Un patient admis dans un hôpital de Suède avec ce qui semblait être un cas d'Ebola, une maladie très contagieuse et parfois mortelle, ne souffre pas de cette fièvre hémorragique, ont annoncé vendredi les autorités locales.

"Le jeune homme (...) qui s'est présenté avec des symptômes comprenant notamment du sang dans les selles et les vomissements ne souffre pas d'Ebola. C'est ce que montre le résultat des analyses", ont précisé les autorités de santé d'Uppsala.

Il avait été admis vendredi matin dans un autre hôpital puis rapidement placé à l'isolement dans un service spécialisé dans les maladies infectieuses de cette ville à quelque 70 kilomètres au nord de Stockholm.

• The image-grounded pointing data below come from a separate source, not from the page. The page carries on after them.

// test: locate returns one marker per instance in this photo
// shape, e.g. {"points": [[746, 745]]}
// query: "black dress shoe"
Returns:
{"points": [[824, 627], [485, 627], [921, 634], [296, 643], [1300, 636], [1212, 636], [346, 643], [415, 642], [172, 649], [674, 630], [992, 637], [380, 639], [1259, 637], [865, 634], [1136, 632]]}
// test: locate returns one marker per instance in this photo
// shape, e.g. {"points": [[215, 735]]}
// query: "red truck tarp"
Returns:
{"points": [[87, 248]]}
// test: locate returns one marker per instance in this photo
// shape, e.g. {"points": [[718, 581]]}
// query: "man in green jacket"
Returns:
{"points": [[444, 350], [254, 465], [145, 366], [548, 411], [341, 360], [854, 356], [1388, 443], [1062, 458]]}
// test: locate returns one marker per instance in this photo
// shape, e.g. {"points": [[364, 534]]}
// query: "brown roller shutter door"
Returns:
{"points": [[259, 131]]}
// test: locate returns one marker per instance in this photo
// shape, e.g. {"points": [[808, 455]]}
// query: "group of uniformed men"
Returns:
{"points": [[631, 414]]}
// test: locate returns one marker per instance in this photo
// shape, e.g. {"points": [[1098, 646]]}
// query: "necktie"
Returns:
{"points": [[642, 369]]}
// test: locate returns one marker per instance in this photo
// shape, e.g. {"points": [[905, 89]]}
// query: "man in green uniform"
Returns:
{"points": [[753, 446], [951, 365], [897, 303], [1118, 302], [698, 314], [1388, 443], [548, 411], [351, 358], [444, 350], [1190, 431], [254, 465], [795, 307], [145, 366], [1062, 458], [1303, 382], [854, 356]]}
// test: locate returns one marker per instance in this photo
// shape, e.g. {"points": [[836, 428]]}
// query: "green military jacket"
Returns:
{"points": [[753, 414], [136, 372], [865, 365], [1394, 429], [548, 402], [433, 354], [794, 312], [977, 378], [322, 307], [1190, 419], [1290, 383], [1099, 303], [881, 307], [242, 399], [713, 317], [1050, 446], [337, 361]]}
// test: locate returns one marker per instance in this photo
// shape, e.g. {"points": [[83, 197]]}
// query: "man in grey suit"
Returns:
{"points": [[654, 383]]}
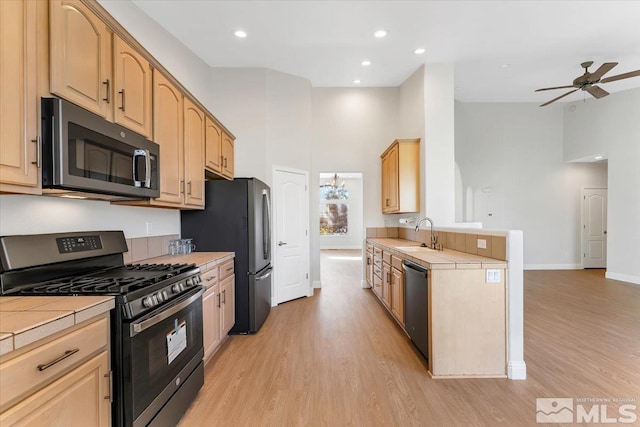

Le patient, qui vit en Suède mais dont l'identité n'a pas été révélée, est revenu il y a trois semaines d'un voyage au Burundi.

Il ne semblait pas avoir visité une zone contaminée par le virus Ebola qui sévit actuellement dans un pays voisin, la République démocratique du Congo, avait indiqué plus tôt Mikael Kohler, un responsable médical de la région d'Uppsala.

"En cas de soupçons d'Ebola, il est nécessaire de traiter tous les cas suspects comme s'ils étaient confirmés, jusqu'à ce que les résultats montrent le contraire", ont souligné les autorités de santé.

Les premiers symptômes sont apparus vendredi matin mais l'état du jeune homme s'est amélioré depuis, ont-elles précisé.

Il ne souffre ni de la fièvre jaune, ni de la dengue, ni des fièvres de Marburg ou de la vallée du Rift, ont ajouté les autorités sanitaires sans indiquer la nature exacte de sa maladie.

"Nous attendons maintenant le résultat des analyses pour d'autres maladies", précisent-elles.

Les urgences de l'hôpital où il avait été admis en premier, fermées après son arrivée, doivent rouvrir à 22h00.

L'épidémie d'Ebola qui touche actuellement l'est de la République démocratique du Congo a fait plus de 360 morts.

C'est la dixième épidémie dans ce pays depuis l'apparition de la maladie en 1976. La plus violente épidémie a frappé l'Afrique de l'Ouest entre fin 2013 et 2016, causant plus de 11.300 morts.